People loved my pastels of seascapes, Morro Rock, the CalPoly Arboretum and were fascinated with my birds painted on elk hide for wall hangings.
The view out of my small studio over our raised bed garden with the Pacific Ocean in the distance was a pleasant surprise to many visitors.
As I continue to prepare for the first day of the Tour, October 8th, everything is coming in line…many pastels are mounted in frames, others are matted and put in clear bags, a Common Loon with a Chick riding on its back has been framed for the exhibit at Central Art Supply, 1329 Monterey St., San Luis Obispo. Please come to this reception on Friday, October 7 from 6-9PM. I’ll be there!
Bob Isenberg is at Morro Rock to educate the public about the life cycles, personalities and antics of these peregrine falcons, the fastest animal on the planet! This organization is close to my heart and keeps us in touch with the fragility of all lives in the natural world. Always a good way to keep us informed about how to take care of our planet.

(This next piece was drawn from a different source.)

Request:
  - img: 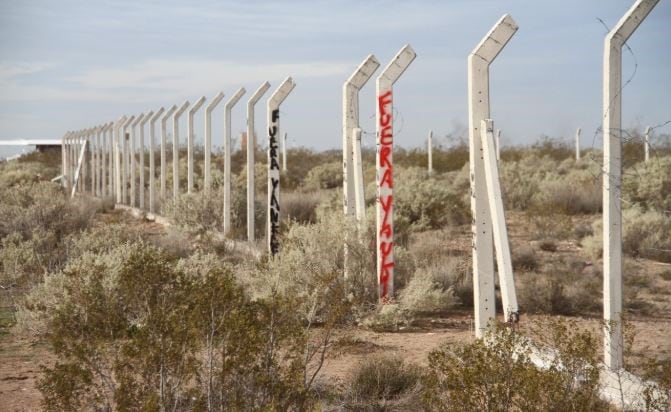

Until the next sketch….peace, Heather
* Elk hide – Hunters who hunt for meat for the winter often will have the hide tanned to be used in many ways. My first elk hide was given to me by a Shoshone friend in Ward, Nevada after I showed him my sketch books. The majority of hides are often discarded by hunters who don’t bother to use the hide only to have them retrieved from the trash by the Native Americans and carefully tanned and used in a more thoughtful manner. I’m now participating in this by making artistic use of all pieces and the scraps. Knowing this, my son gave me one of his elk hides after providing meat for his family.